I made a program using difference equation initial conditions for each number, but as you can see the code didn't give me satisfying results, plus it took more loops than it's supposed to, it should be two runs for each number maximum.

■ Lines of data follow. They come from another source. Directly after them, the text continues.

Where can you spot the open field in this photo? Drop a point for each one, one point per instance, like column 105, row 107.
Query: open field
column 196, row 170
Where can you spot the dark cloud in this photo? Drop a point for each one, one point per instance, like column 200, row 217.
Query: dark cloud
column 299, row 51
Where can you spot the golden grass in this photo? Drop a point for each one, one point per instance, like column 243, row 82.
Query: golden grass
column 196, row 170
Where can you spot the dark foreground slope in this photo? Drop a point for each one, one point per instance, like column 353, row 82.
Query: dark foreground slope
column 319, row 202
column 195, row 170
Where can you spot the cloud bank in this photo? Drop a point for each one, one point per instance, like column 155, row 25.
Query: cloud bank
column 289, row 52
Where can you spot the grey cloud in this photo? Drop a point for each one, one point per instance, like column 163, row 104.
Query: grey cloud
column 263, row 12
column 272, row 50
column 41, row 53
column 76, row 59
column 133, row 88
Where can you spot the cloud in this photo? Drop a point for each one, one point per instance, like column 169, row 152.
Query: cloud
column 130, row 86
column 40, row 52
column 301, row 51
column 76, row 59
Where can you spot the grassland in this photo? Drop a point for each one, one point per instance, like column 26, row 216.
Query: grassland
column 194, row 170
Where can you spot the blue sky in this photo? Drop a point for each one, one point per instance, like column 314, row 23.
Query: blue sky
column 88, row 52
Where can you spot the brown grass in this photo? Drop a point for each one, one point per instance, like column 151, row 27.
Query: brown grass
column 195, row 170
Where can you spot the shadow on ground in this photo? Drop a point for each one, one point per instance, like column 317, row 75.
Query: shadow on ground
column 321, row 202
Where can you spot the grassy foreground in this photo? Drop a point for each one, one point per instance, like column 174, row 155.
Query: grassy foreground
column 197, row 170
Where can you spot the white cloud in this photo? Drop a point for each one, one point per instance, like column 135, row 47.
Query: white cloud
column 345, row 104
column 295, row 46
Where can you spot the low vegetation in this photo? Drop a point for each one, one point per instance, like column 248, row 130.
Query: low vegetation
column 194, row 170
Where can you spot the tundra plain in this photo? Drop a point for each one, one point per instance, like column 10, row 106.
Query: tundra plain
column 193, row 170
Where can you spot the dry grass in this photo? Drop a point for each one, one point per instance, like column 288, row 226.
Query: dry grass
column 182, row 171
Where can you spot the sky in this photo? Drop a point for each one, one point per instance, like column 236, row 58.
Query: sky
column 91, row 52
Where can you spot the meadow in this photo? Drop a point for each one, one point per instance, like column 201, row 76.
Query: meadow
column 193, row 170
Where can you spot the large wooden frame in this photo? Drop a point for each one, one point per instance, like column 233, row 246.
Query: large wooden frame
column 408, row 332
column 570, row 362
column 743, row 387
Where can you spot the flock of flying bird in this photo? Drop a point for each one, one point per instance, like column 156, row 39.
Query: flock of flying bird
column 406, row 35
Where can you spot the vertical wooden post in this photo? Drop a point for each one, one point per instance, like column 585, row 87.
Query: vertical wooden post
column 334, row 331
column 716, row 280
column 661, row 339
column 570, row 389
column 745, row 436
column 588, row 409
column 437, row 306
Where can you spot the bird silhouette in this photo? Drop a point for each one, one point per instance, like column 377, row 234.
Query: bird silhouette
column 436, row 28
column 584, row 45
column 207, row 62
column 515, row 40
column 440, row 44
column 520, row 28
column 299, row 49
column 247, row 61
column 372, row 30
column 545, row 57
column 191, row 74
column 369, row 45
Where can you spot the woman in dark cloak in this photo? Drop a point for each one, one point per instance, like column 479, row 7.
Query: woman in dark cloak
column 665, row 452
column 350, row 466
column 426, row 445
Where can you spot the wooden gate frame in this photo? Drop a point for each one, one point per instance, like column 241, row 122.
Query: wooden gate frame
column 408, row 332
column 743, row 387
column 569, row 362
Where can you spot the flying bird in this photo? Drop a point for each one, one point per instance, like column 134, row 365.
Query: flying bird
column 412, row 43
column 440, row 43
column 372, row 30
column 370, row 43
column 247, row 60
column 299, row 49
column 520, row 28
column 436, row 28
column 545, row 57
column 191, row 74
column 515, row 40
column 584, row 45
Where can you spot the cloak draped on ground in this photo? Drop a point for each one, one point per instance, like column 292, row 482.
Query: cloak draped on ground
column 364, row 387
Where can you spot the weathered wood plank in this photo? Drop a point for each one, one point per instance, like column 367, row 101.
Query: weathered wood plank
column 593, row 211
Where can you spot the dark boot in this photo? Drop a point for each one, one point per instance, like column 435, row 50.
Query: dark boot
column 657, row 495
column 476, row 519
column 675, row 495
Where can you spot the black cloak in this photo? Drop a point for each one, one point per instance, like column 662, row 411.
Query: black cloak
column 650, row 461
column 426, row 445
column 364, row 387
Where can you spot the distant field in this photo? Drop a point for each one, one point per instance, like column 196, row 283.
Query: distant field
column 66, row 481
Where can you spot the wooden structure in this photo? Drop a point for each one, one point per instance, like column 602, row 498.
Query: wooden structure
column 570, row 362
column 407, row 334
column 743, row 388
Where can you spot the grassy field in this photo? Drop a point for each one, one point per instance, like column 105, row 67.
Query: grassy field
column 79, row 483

The square root of 5 = 2.23 after 2 loops.
N=4;
S=[5 10 15 27 40]; %root squared numbers input variables
y1=[2 3 4 5 6]; %1st Initial conditions
for i=0:1:1
for n=1:1:3
y1(n)=0.5*(y1(i+1)+(S(n)./y1(i+1)))
end
end
Results on command window:
y1 =
2.2500 3.0000 4.0000 5.0000 6.0000
y1 =
2.2500 3.3472 4.0000 5.0000 6.0000
y1 =
2.2500 3.3472 4.4583 5.0000 6.0000
y1 =
2.4205 3.3472 4.4583 5.0000 6.0000
y1 =
2.4205 3.1674 4.4583 5.0000 6.0000
y1 =
2.4205 3.1674 3.9516 5.0000 6.0000
The inner loop does not address all elements of y1
. Try this instead:
format long
S=[5 10 15 27 40];
y=[2 3 4 5 6];
% y=2*x*x'
for n=1:5
for i=1:numel(S)
y(i)=0.5*(y(i)+(S(i)./y(i)));
end
disp(y)
end
The closing line is
y =
2.236067977499790 3.162277660168379 3.872983346207417
5.196152422706632 6.324555320336758
The exact solution being
S.^.5
=
2.236067977499790 3.162277660168380 3.872983346207417
5.196152422706632 6.324555320336759
Now your 2 loops reach the expected values much faster.